Post n°15 pubblicato il 25 Settembre 2009 da maxvaunter
Foto di maxvaunter

D – Sua superiorità, continui a parlarci delle origini del mondo, per carità!

 

R – Tenterò, se tentar è possibile, mi ci proverò, se miciprovar è auspicabile. Dunque, indi, poscia… nulla è più fugace del nulla, più caduco della storia, più caduco della torta di compleanno, che prima splende in tutta la sua panna con i canditi e le candeline, poi scompare, sino a diventare un cumulo di briciole, granelle, zuccherini multicolori e sbafi di crema immangiabile, sparsa sul piatto di portata.  Essa muta come i fiori di ciliegio all’apparire del caldo afoso. E dopo l’abbuffata, gli effluvi di rum aleggiano nell’aria e prendono lo stomaco. Quindi, che senso avrebbe dire di un uomo che  fece l’amore duecentoventimilatrentasei volte, e mangiò 88 fette di torta di compleanno, ebbe gli occhi azzurri e le guance grassocce? Che fu un bravo padre di famiglia, un operaio onesto e si fece inchiappettare dal capitale, quando ormai lui e chi lo attorniava, tutti gli Agnelli, i Berlusconi, i Pirelli, e tutte le torte alla panna, reali e immaginabili, sono polvere? Niente panna! Solo l’anima, come lo zucchero vaniglinato “Manna degli Angeli”, può farti gustare una torta morbida come la luce, che non si spegnerà mai! La consapevolezza rende l’uomo inutile, caro mio. 

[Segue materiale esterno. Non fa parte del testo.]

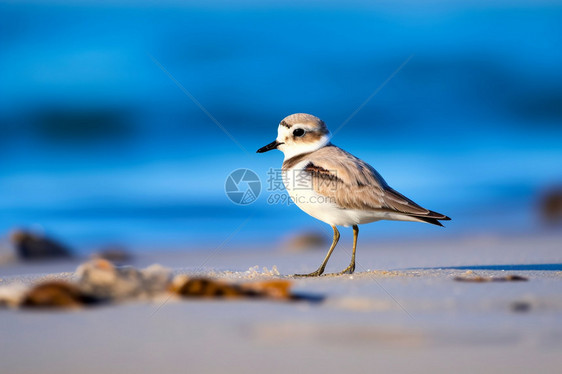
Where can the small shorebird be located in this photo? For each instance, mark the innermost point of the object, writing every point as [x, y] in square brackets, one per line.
[336, 187]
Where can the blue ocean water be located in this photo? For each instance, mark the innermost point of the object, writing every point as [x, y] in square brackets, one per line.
[101, 140]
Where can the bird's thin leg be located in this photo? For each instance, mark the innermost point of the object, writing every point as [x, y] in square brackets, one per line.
[351, 268]
[320, 270]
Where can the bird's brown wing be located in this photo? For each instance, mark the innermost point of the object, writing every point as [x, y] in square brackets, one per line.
[353, 184]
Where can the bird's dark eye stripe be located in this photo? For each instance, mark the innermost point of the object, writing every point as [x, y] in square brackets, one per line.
[298, 132]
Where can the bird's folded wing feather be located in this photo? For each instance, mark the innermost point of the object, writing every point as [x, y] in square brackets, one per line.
[353, 184]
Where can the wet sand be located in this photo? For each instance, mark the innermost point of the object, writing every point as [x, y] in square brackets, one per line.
[403, 311]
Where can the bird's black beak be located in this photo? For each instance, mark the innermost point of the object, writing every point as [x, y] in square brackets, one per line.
[269, 147]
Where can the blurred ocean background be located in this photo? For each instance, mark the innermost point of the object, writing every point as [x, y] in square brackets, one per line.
[98, 144]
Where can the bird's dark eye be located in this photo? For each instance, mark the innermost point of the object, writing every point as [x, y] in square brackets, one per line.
[298, 132]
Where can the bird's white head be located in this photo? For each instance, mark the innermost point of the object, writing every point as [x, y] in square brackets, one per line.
[299, 133]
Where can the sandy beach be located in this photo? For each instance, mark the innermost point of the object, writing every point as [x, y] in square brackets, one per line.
[402, 311]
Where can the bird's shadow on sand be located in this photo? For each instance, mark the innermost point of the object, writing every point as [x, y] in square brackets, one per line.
[507, 267]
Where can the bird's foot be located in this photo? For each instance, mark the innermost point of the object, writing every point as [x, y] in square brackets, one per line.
[316, 273]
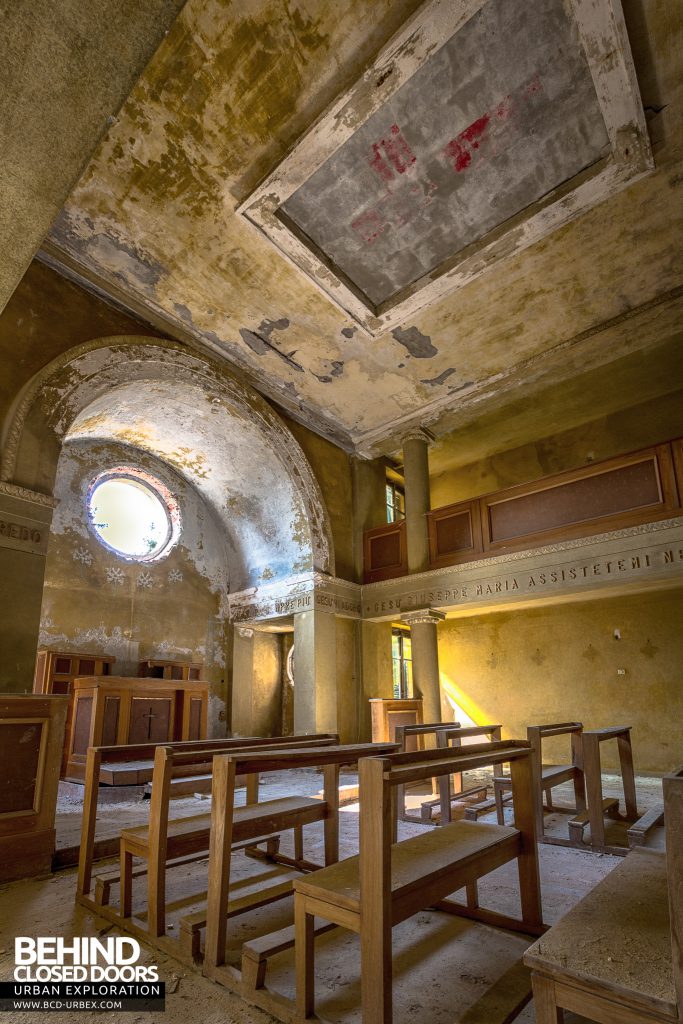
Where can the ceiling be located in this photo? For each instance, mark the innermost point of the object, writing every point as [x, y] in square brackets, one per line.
[159, 219]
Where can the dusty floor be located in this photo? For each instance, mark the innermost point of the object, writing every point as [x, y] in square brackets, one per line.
[465, 981]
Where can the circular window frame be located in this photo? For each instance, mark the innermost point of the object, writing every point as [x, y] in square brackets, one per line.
[150, 482]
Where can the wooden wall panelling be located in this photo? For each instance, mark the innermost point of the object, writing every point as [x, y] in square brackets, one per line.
[455, 534]
[31, 742]
[677, 453]
[385, 554]
[122, 710]
[55, 672]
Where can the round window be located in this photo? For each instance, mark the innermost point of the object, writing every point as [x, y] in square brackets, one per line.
[130, 514]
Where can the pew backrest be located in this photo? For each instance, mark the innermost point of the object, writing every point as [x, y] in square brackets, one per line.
[203, 749]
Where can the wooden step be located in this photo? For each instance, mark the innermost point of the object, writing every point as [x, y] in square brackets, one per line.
[415, 862]
[579, 821]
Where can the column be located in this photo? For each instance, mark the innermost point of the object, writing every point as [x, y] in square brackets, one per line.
[425, 659]
[243, 681]
[25, 525]
[314, 672]
[416, 474]
[257, 700]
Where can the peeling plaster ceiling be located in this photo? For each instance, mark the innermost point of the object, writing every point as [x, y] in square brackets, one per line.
[230, 91]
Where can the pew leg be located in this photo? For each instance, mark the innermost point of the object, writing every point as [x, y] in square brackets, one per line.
[126, 883]
[472, 891]
[499, 793]
[305, 957]
[547, 1011]
[580, 792]
[298, 843]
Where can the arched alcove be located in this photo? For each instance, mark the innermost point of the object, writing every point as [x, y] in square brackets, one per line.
[252, 510]
[214, 431]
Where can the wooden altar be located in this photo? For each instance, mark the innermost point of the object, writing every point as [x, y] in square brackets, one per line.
[55, 672]
[387, 715]
[111, 711]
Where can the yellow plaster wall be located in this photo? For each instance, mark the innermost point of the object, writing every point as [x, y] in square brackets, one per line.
[455, 479]
[560, 664]
[332, 468]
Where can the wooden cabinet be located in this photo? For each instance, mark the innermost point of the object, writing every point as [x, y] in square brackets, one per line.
[156, 669]
[55, 672]
[387, 715]
[120, 710]
[32, 730]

D - Chi accresce il sapere, accresce l’affanno, egregio Max Vaunter.

R – Non mi pare che lei sia affannato, signor Piero Ferraris, è anche giunto…

D – Dove?

R – E’ giunto, è andato, è venuto… ad una conclusione.

D – Ha provato un orgasmo intellettuale, intende dire!

R – Sì. Purtroppo non ci restano che testimonianze frammentarie di tal’evento. Stavo parlando della preistoria, lei lo sa che per migliaia di anni non si capì nulla di graffiti e caratteri cuneiformi?! Pare infatti che siano stati ideati a Cuneo.

D – Bravo Max, sei bravo!

R – Bravo sarà lei, come si permette, bifolco, di darmi del tu!? Mi lasci dire e stia zitto.

D – Certo certo, non mi permetterei mai, ma dato che lei è stato per mesi la mia guida, pensavo di poter iniziare a prendermi qualche libertà.

R – Ma scherziamo?! Ma se vuole una guida vada all’Aci o alle pagine gialle. Ma lei, tu, voi, chi siete, chi è? Chi la ha interrogata?! Come vi ti permetti di parlare senza prima alzare la mano? Rispetto! Io sono un luminare della scienza, ma che dico luminare?! Sono un lampadario, un lampione, una centrale elettri-iconica della conoscenza!

D – Si calmi maestro, è una battuta vecchia…  mala tempora currunt!

R -  Può ben dirmelo, giunge la brutta stagione e a tutti lacrima il grande nasone, temporali currunt su tutta la penisola e ci attendiamo a momenti l’alluvione. Però mutatis mutande! Almeno una volta al mese cambiatevi le mutande!

 

D – Bando agli indugi…

R – Sì, tagliamo la testa al topo!

D – Toro… vorrà dire?!

R – Ma stia zitto, mi lasci dire, mi lasci dire… oggi  parlerò… dov’è la telecamera?…

D – Cavaliere, non c’è la telecamera.

R – Ah No? Ciò è assolutamente deforme ad ogni mia aspettativa, sono putrefatto dallo stupore.

D – Cavaliere, questa è una seduta spiritica e lei parla per mia bocca, mentre io registro…

R – Quindi non c’è la telecamera?

D – No, non c’è.

R – Peccato. Se potessi la prenderei a schiaffi! Ricordi sempre che la violenza è la virtù dei deboli; la non violenza la virtù dei morti. Ed ora non mi interrompa più. Cari telespettatori, oggi vi parlerò di una mia invenzione. La pre-i-sto-ria.